If you win a large prize as part of a lottery pool, you are still required to pay taxes on your winnings. Each member of the group will be liable to pay their share of taxes, so everyone will need to report the income when filing their returns. Some states make this easy, as they allow each member of a lottery pool to claim individually through a shared or multiple ownership claim. In these cases the prize money will be paid directly to each member of the pool and the appropriate taxes will be withheld at the point of payment.

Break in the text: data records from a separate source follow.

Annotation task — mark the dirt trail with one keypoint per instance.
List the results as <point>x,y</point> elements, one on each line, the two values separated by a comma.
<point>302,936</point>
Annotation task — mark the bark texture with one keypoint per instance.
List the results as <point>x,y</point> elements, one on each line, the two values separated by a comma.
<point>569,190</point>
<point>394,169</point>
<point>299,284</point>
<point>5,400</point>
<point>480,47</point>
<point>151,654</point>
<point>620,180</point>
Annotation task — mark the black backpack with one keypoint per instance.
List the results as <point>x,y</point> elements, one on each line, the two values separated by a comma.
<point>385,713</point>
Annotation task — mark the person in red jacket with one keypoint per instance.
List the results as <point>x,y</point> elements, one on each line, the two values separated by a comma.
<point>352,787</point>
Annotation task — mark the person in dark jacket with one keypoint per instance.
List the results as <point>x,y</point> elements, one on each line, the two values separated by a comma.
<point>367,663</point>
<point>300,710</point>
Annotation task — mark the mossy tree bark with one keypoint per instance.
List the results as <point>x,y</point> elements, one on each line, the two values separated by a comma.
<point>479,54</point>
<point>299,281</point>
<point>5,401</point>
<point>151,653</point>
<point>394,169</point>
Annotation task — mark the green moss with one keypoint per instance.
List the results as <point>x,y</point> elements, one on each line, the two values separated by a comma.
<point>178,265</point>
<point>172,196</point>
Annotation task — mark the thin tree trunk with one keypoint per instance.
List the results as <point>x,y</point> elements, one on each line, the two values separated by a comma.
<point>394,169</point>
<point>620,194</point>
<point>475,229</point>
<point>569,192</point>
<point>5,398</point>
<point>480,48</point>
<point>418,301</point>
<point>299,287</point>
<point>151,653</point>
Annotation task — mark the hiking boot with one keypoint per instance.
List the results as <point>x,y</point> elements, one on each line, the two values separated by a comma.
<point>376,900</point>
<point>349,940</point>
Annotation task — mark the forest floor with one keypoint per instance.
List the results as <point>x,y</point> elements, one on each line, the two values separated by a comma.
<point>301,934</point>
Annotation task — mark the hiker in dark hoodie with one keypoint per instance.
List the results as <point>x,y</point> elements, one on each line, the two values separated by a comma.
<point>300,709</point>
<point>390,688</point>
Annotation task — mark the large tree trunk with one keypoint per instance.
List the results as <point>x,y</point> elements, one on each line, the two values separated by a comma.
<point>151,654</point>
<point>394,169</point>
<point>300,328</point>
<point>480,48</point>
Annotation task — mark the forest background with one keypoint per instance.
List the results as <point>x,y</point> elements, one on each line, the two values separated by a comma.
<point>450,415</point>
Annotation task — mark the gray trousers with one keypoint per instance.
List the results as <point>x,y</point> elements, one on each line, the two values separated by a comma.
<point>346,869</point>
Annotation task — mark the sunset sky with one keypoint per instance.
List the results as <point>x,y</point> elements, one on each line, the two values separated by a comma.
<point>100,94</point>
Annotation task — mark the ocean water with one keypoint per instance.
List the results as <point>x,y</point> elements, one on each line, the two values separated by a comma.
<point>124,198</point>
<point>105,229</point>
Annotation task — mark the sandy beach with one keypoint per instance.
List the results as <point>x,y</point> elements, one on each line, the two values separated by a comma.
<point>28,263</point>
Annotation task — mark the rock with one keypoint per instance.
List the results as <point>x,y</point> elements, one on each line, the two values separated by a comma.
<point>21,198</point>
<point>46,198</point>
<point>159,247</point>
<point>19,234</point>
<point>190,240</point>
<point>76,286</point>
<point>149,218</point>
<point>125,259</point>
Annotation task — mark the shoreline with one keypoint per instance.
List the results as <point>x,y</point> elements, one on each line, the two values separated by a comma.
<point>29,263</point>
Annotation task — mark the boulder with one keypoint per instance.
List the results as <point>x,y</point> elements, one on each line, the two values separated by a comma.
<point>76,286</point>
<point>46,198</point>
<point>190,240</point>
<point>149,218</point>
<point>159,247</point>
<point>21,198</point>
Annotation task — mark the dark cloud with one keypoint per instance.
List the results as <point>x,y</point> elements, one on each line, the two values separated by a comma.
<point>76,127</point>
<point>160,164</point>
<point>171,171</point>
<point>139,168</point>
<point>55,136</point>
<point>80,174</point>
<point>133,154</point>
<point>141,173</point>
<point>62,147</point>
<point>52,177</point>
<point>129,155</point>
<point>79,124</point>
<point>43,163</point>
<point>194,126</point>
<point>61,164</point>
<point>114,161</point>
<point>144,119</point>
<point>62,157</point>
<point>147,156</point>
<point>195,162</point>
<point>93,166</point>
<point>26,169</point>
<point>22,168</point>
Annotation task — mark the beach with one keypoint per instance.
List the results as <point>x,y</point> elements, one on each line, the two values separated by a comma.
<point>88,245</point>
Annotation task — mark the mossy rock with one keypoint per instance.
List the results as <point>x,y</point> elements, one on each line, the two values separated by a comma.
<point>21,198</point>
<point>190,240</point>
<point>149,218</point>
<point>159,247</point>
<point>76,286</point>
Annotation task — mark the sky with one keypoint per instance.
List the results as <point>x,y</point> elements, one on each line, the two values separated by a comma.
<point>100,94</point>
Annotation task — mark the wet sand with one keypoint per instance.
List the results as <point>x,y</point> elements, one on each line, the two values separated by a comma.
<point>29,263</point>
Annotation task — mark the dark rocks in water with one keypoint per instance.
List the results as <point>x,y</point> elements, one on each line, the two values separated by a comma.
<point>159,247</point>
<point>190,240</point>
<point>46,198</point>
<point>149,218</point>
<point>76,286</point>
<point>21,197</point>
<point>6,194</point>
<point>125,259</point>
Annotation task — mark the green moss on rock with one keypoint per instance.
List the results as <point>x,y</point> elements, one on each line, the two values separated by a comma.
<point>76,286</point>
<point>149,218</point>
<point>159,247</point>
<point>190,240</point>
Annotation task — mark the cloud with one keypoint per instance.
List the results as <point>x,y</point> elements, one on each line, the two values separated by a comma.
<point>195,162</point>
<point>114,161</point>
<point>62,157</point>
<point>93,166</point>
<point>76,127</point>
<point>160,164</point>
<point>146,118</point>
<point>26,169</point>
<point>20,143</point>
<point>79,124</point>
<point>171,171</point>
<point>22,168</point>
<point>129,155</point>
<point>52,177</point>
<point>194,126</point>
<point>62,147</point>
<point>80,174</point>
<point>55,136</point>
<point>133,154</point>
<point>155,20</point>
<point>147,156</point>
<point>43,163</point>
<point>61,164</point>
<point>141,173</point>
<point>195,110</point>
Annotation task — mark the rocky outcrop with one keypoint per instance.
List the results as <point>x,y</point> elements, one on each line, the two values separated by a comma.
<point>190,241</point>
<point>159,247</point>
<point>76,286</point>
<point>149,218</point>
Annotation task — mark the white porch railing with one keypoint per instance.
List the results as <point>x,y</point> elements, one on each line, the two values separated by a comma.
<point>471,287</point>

It gets slightly more complicated when the entirety of the prize money is paid to one representative, who is then responsible for distributing the winnings to other people. In these cases, anyone receiving a share of the money who is not named as the actual winner will need to complete IRS form 5754 to report the income. This will need to be filled out by every member of the group except the named claimant before the prize money is distributed. Form 5754 must be filed by December 31st of the tax year in which the prize was paid.
In the event of a big prize win, you should contact your state lottery for further guidance about your tax obligations and what you need to do to report the income correctly.